Door deze theorie wereldwijd toe te passen, de onderzoekers ontdekten dat toenemende temperaturen de timing van het smelten van sneeuwlagen het meest prominent in het noordpoolgebied zouden beïnvloeden, de Alpen van Europa, en de zuidelijke regio van Zuid-Amerika, met veel kleinere veranderingen in de noordelijke binnenlanden van Europa en Azië, inclusief de centrale regio van Rusland.

Om het model te bedenken dat tot deze bevindingen heeft geleid, Evan en Eisenman analyseerden dagelijkse snowpack-metingen van bijna 400 locaties in de westelijke VS die worden beheerd door het Natural Resources Conservation Service Snowpack Telemetry (SNOTEL) -netwerk. Ze keken elk jaar naar SNOTEL-gegevens van 1982 tot 2018 en concentreerden zich op veranderingen in de datum van verdwijning van sneeuw in de lente. Ze onderzochten ook gegevens van de Noord-Amerikaanse regionale heranalyse (NARR) die de dagelijkse gemiddelde luchttemperatuur en neerslag aan de oppervlakte over dezelfde jaren voor elk van deze stations liet zien.

Met behulp van een benadering gebaseerd op natuurkunde en wiskunde, het model simuleert de timing van de accumulatie van sneeuw en het smelten van sneeuw als functie van de temperatuur. De wetenschappers konden het model vervolgens gebruiken om de belangrijkste factor op te lossen die de verschillen in opwarming van de sneeuw veroorzaakte:tijd. specifiek, ze keken naar de tijd dat sneeuw zich kan ophopen en de tijd dat het oppervlak bedekt is met sneeuw.

"Ik was opgewonden door de eenvoud van de uitleg waar we uiteindelijk op uitkwamen, " zei Eisenman. "Ons theoretische model biedt een mechanisme om te verklaren waarom de waargenomen sneeuwsmeltdata op sommige locaties zoveel meer veranderen dan op andere, en het voorspelt ook hoe de datums van het smelten van sneeuw in de toekomst zullen veranderen bij verdere opwarming."

Het model laat zien dat regio's met zeer grote temperatuurschommelingen tussen winter en zomer minder gevoelig zijn voor opwarming dan regio's waar de temperatuurverandering van winter naar zomer kleiner is.

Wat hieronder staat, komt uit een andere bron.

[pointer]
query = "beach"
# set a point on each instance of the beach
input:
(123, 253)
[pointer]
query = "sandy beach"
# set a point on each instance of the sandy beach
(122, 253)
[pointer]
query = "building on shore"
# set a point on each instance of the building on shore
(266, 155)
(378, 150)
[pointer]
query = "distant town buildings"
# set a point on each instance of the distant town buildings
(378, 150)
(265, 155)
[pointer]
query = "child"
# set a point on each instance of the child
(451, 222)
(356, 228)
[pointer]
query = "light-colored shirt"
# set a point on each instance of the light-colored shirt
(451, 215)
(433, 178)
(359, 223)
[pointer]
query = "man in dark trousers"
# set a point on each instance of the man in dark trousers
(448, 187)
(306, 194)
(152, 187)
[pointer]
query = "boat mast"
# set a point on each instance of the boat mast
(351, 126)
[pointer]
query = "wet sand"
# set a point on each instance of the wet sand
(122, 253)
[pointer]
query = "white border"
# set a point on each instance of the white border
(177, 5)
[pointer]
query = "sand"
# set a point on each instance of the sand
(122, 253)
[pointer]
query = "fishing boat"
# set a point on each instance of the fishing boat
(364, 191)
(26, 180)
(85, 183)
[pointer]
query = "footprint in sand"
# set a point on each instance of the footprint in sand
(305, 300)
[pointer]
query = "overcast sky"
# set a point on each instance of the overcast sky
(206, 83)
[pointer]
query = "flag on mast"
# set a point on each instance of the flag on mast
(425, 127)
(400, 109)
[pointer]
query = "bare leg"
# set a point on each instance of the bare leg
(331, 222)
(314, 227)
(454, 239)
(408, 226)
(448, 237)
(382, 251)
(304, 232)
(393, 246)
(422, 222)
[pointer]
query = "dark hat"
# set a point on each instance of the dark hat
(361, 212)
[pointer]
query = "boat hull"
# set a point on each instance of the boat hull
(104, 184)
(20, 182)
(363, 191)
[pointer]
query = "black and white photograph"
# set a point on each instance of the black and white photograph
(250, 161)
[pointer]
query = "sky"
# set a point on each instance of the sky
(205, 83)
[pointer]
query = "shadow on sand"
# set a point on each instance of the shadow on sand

Het model laat ook zien dat regio's waar de jaargemiddelde temperatuur het dichtst bij 0°C ligt, minder vatbaar zijn voor vroegtijdig smelten. De meest gevoelige regio's zijn die waar de verschillen tussen winter- en zomertemperaturen klein zijn, en waar de gemiddelde temperatuur ofwel ver boven, of zelfs ver onder 0?C.

Bijvoorbeeld, in een berggebied in het binnenland van de VS, zoals de Colorado Rockies, waar de temperatuur ongeveer een half jaar onder 0°C zakt, een stijging van 1°C kan leiden tot een snellere smelting van een paar dagen - geen enorm verschil.

Echter, in een kustgebied als de Pacific Northwest, de invloed van de oceaan en thermische regulatie helpen de wintertemperaturen wat warmer te houden, wat betekent dat er minder dagen onder 0°C zijn waarop sneeuw kan ophopen. De onderzoekers veronderstellen dat in de Cascade Mountains in de regio, een temperatuurstijging van 1°C kan ertoe leiden dat de sneeuw ongeveer een maand eerder in het seizoen smelt - een dramatisch verschil.

Een van de meest 'risicogebieden' is het noordpoolgebied, waar sneeuw zich negen maanden per jaar ophoopt en ongeveer drie maanden nodig heeft om te smelten. Het model suggereert dat een opwarming van 1°C daar zou resulteren in een snellere smelt met ongeveer een week - een aanzienlijke periode voor een van de snelst opwarmende plaatsen op aarde.

Deze studie bouwt voort op eerder werk dat sinds het midden van de jaren negentig door Scripps-wetenschappers is gedaan om veranderingen in de timing van het smelten van sneeuw en sneeuwlagen in de westelijke VS in kaart te brengen. De auteurs zeiden dat een "krimpende" winter - een die korter is, warmer, en met minder algemene neerslag - heeft nadelige maatschappelijke effecten omdat het bijdraagt ​​aan een langer brandseizoen. Dit kan verwoestende gevolgen hebben voor gebieden die al brandgevoelig zijn. In Californië, snellere smeltsnelheden van sneeuwlagen hebben het bosbeheer al moeilijker gemaakt en hebben gezorgd voor uitstekende omstandigheden voor invasieve soorten zoals de schorskever om te gedijen.